Heat stroke is defined as the body temperature rising above 40 degrees Celsius. As in the case of electrocution, in high heat the proteins in the body undergo denaturation, a change in their spatial structure. In our case, the point is that they will stop functioning properly. Because the enzymes in our bodies are made up of proteins, and are the ones responsible for most of the biological processes in our bodies, this condition is life-threatening. A heat stroke is a condition that results in near-term death and requires urgent care.

Case Identification

  • The signs of dehydration
  • Flushed skin
  • Confusion
  • Tremors in the body
  • Inability to stand
  • Difficulty speaking
  • Loss of consciousness
  • Hallucinations
  • Seizures


  • Prevention, drinking a lot of water and rest
  • Moving the patient to a shaded area
  • Undressing the patient
  • Pouring large amounts of water on the patient’s body from the chest down
  • Immediate evacuation to a hospital.


Hypothermia is defined as a decrease in body temperature below about 35 degrees. This condition is most often caused while out in the cold for a long time or being in cold conditions after excessive sweating. When the body temperature drops below 32 degrees, the symptoms change and get worse. Cold conditions affect blood flow in the body. Under these conditions, peripheral blood vessels undergo vasoconstriction (contraction) and blood does not reach the periphery sufficiently (fingers, limbs). Therefore, after being out in cold conditions for too long, necrosis develops in these organs. It is important to emphasize that when you encounter a person who has been in cold conditions for a long time, you may be confused because you will not see him shaking and he may even behave as if everything is well.

Case Identification

  • Cold
  • Tingling in the limbs
  • Tremors
  • In advanced hypothermia the patient will be apathetic and indifferent and their tremors will even stop
  • Unconsciousness


  • Bringing the patient to a warm place
  • Changing their clothes, if wet
  • Heating them with heating bags, by indirect contact
  • Covering with blankets
  • Evacuation to the hospital if the patient shows no signs of recovery.

Do Not

  • Do not give alcohol. Alcohol only increases blood flow for a short time and then expands the blood vessels, thus cooling the body even more
  • Do not attempt to treat frozen limbs, leave this treatment for the hospital
  • Hot water should not be used to thaw the patient.

Heat-Induced Seizures

Heat-induced seizures are a relatively common phenomenon in children (defined from six months to 5 years) whose body temperature rises above roughly 38 degrees as a result of a virus or illness.
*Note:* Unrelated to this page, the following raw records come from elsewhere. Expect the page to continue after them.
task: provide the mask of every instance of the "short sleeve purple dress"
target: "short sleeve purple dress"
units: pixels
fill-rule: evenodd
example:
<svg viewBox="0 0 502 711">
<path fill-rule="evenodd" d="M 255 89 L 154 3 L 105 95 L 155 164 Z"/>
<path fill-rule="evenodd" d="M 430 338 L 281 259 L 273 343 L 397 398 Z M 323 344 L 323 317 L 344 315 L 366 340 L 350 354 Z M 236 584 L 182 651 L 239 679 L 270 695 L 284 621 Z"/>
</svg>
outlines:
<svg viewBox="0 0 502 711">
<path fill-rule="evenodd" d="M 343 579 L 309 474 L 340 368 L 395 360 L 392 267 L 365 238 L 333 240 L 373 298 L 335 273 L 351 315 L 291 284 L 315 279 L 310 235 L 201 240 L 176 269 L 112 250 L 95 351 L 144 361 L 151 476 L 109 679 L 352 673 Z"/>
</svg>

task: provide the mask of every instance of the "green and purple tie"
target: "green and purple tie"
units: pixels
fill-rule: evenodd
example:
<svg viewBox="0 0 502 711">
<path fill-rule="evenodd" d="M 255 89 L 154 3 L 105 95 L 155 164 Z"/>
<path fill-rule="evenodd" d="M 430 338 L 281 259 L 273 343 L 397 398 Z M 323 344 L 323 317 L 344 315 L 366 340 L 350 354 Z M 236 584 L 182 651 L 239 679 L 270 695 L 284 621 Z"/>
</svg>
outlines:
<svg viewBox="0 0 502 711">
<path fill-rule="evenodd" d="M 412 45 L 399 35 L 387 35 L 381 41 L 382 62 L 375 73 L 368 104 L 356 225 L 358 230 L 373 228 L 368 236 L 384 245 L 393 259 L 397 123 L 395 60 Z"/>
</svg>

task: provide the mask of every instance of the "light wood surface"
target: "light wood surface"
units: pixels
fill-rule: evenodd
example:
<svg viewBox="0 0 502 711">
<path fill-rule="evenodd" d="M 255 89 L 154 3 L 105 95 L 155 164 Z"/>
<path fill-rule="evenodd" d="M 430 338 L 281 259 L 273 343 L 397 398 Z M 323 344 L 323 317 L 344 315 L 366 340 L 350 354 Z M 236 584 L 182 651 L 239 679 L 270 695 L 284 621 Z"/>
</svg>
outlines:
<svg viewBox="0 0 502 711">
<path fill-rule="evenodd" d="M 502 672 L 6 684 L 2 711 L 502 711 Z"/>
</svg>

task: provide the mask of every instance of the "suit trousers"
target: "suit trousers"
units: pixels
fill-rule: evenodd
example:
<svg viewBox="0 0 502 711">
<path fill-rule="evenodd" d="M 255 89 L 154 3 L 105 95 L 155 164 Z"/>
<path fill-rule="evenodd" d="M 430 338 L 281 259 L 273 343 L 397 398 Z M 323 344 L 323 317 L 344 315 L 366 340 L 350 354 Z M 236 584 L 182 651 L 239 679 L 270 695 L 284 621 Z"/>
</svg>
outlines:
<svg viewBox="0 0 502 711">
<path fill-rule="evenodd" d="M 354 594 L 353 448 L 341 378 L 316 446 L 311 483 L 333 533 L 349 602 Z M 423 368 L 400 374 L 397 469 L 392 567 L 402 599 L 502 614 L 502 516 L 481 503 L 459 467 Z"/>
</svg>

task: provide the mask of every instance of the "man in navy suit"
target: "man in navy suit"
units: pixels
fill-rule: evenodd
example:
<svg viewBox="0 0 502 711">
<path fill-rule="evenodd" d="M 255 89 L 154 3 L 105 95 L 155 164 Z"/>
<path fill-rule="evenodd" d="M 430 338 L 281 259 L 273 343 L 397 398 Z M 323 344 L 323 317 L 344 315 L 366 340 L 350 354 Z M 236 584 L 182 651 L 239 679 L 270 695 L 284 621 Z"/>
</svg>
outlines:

Heat-induced seizures usually last about five minutes and in exceptional cases can take up to fifteen minutes.

Case Identification

  • Loss of consciousness
  • Losing of sphincter control
  • Seizure


  • Urgent evacuation
  • Lying on a safe surface where the patient cannot fall or bump into something
  • Try to lay the child on their side to avoid suffocation
  • If necessary, we will move on and begin CPR

Do Not

  • Do not put the child in the shower or bath
  • Do not try to open the child’s mouth or take out their tongue.

did you know

  • Sweating is one of the body’s mechanisms for cooling down. When you increase body temperature, for example during exercise, the body begins to sweat (the sweat is mainly composed of water and salts), and as the sweat evaporates the body cools down.
  • On an average day a person loses about half a liter of water through breath alone.
  • In exercise, we sweat up to three liters.